Coil, 48...Movable contact, 50, 60, 72
, 74... Contact, 78... Blowing coil, 86... Shunt conductor.

Claims (1)

[Claims] 1. Two pairs of separable contacts connected in series, a controller for the contacts for separating the contacts of each contact pair almost simultaneously, and a controller for controlling the arc generated between the contacts to be separated. an extinguisher having an axis extending in the direction and a connecting terminal connected to the pair of contacts so as to be energized when an arc voltage appears between the contacts of the two pairs of contacts to generate an arc extinguishing magnetic field; and a magnetic arc extinguishing device comprising an arc coil, each pair of contacts having an annular electrode, the annular electrodes dissipating the arc produced between the contacts between which the generally radial magnetic field is separated. A magnetic arc extinguishing device characterized in that the magnetic arc extinguishers are arranged facing each other and coaxially with the coil so as to rotate along the annular electrode. 2. Claim 1 l In the device described above,
a fixed contact; a movable contact attached to the controller;
a semi-fixed support member inserted between the fixed contact and the movable contact; a semi-fixed contact that is supported by the support member and cooperates with the fixed contact to form a first contact pair; and the support member a second
and another semi-fixed contact constituting a contact pair, the semi-fixed contacts are electrically and mechanically connected to each other and follow the movable contact along a predetermined stroke.
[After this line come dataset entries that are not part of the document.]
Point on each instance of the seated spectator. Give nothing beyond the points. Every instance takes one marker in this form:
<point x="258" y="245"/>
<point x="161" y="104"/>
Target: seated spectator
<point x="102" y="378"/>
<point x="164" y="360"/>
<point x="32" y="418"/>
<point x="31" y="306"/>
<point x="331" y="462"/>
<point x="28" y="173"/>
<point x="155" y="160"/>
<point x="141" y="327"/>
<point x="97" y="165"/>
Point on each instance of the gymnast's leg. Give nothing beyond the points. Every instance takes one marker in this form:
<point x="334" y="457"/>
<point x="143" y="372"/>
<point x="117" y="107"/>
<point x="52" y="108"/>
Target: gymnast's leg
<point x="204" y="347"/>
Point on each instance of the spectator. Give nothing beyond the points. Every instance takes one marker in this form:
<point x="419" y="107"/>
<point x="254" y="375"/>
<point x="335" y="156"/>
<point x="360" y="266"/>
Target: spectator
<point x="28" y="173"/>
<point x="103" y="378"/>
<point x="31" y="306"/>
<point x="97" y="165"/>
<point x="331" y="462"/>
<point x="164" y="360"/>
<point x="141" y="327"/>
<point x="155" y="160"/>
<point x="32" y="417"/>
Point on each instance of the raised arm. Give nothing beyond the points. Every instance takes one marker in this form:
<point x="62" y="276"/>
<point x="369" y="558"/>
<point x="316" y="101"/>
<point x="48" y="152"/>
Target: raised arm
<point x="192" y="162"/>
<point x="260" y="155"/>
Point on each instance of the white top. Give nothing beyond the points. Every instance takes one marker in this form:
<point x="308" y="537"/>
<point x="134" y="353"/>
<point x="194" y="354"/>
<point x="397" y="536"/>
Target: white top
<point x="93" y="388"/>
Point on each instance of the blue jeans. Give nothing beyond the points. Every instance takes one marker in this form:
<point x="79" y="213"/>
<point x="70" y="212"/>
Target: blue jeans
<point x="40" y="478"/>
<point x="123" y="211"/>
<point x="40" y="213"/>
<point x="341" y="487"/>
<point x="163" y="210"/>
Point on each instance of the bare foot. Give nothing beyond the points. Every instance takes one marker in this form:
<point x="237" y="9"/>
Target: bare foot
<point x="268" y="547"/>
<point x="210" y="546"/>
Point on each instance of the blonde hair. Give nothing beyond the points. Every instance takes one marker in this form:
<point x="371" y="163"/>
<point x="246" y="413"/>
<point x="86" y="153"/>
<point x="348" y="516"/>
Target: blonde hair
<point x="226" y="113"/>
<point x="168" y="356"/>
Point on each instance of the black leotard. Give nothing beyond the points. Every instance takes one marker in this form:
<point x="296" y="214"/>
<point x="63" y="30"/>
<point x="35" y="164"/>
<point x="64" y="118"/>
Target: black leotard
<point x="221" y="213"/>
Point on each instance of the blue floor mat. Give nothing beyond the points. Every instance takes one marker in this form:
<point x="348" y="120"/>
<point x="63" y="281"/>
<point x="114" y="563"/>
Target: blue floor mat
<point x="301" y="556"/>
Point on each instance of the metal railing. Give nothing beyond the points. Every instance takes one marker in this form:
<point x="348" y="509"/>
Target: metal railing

Magnetic arc extinguisher. 3 In the device l described in claim 1,
A magnetic arc extinguishing device characterized in that one of the contacts and the coil are fixed, and the other contacts move at least along a predetermined stroke extending in the axial direction of the coil. 4. A magnetic arc extinguishing device according to claim 2, wherein the coil is supported by the semi-fixed support member and inserted between the semi-fixed contacts. 5. The device according to claim 2, including means for moving the semi-fixed support member towards the movable contacts so as to separate the first pair of contacts before separating the second pair of contacts. A magnetic arc extinguishing device, characterized in that the coil is connected to the contacts of the first contact pair. 6. The apparatus of claim 2, comprising a working ring mechanism element connecting the controller and the semi-fixed support member, such that the first pair of contacts
A magnetic arc extinguishing device, wherein the coil is closed before the closing of the first pair of contacts, and the coil is connected to the contacts of the first pair of contacts. 7. The device according to claim 6, comprising elastic means for pushing the semi-fixed support member towards the movable contact;
a resilient bushing member supported by a movable contact for actuating the semi-fixed support member relative to the resilient means during closing operation of the contact. 8. The device according to claim 1, including a closed housing filled with sulfur hexafluoride, in which the contact pair and the arc extinguishing coil are disposed, and the controller A magnetic arc extinguishing device comprising a control rod protruding from the housing. 9. The device according to claim 8, comprising an electromagnetic controller cooperating with the control rod, the electromagnetic controller including a pulling coil for closing the contacts, a holding coil, and a holding coil for closing the contacts. and a connector for electrically connecting the two coils when the contacts are closed. 10. The device according to claim 1, comprising a flexible conductor for electrically connecting one of the contacts, the conductor comprising a plurality of stacked flexible sheets. . A magnetic arc extinguishing device, wherein the conductor is bent in a zigzag pattern and has at least one pair of bent portions.